Letta così, il 16 febbraio, la lettera non ha colpito più di tanto. Lo fa oggi. Dopo le bombe. Dopo la rivendicazione che è in gran parte la stesura di una riunione avvenuta a Natale a casa di un membro della Fai. Il verbale, doverosamente epurato dei nomi dei partecipanti, vedeva come protagonisti Paperina, Qui, Quo, Qua, Nonna Papera e Archimede Pitagorico. La riunione si svolgeva proprio a casa di Paperino. Basta poco per scoprire che Da Silva, sebbene lo rinneghi, è un ideologo. Per 20 anni è stato in carcere in Spagna sotto il regime della Fies, detenuti ritenuti pericolosi spesso pestati dai secondini. Le prime azioni della Fai sono proprio contro la Fies. Da Silva, nel suo «Diario e ideario di un delinquente» tratteggia una teoria anarchica fortemente individualista. I ribelli sociali vivono con se stessi e di se stessi, ma si incontrano con altri anarchici per compiere azioni dimostrative. Esattamente il modulo operativo adottato dall’anarchismo informale della Fai.

Da Silva teorizza: l’anarchia non può essere una filosofia da salotto, va vissuta più che raccontata. Bisogna prendersi le proprie responsabilità (il carcere). Il dialogo a casa di Paperino parla anche di questo, responsabilità. E di armi. Da Silva commenta: «Sulla possibilità di “ferire” o “uccidere” delle “persone innocenti” penso sia più una questione sul metodo tecnico utilizzato (il pacco esplosivo) che di metodologia (l’attacco armato) di per sé...». La Fai ha iniziato contestando l’Europa e l’Ue. Nel suo primo comunicato, nel gennaio 2004, annunciava: «Le azioni oggi effettuate, come quelle che seguiranno, utilizzano tecniche, tempi e modalità volti a escludere la possibilità di danneggiare innocenti». In questi anni c’è stato il salto di qualità. Un «innocente» è stato colpito: la vigilessa di San Salvario rimasta ferita da un ordigno nel maggio 2005. Gli investigatori ritengono che dietro all’azione ci fossero esponenti della Fai legati al Centro di documentazione il Porfido. Già nel 2003 i carabinieri dei Ros avevano perquisito la casa di uno degli animatori del centro, sequestrato computer, corrispondenza e documenti. Ieri la sede del Porfido di via Tarino 12/c era aperta per la consultazione. Poca gente. Bocche cucite. «Coi giornalisti non ci parliamo, siete tutti uguali, ci fate schifo».
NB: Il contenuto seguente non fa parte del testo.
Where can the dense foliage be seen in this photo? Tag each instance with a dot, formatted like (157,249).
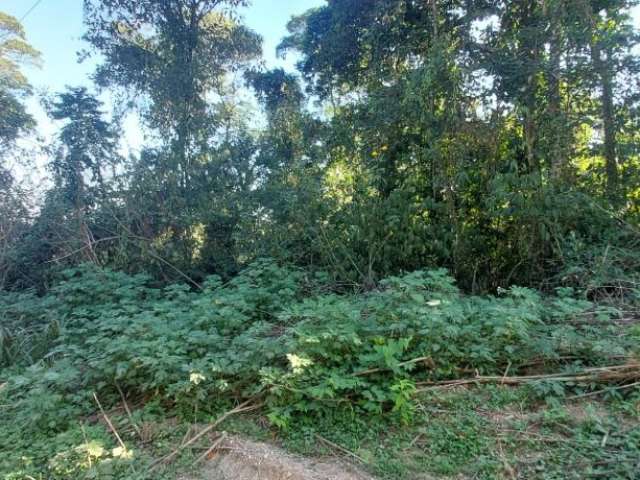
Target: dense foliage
(495,139)
(328,245)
Altri anarchici, invece, parlano. A Radio Blackout sono convinti che l’azione sia stata ideata, pianificata ed eseguita da gruppi di fuori. Nessuno li conosce, nessuno li ha mai incrociati. Nel mondo dei centri sociali c’è chi è convinto che le bombe siano perfino opera delle forze dell’ordine o di qualche servizio segreto, un diversivo per alzare polvere e criminalizzare i soliti noti. Poi, si fa vivo un frequentatore di via Tarino: «Chiunque si prefigga di distruggere lo Stato e combatta il capitalismo è un compagno». Prenderli sarà impossibile, anche se fossero attivisti locali: «Si muovono in piccoli gruppi. A volte non si conoscono nemmeno e dopo un’azione non si rivedono più». Solo qualche lettera. Indirizzata ad Aachen.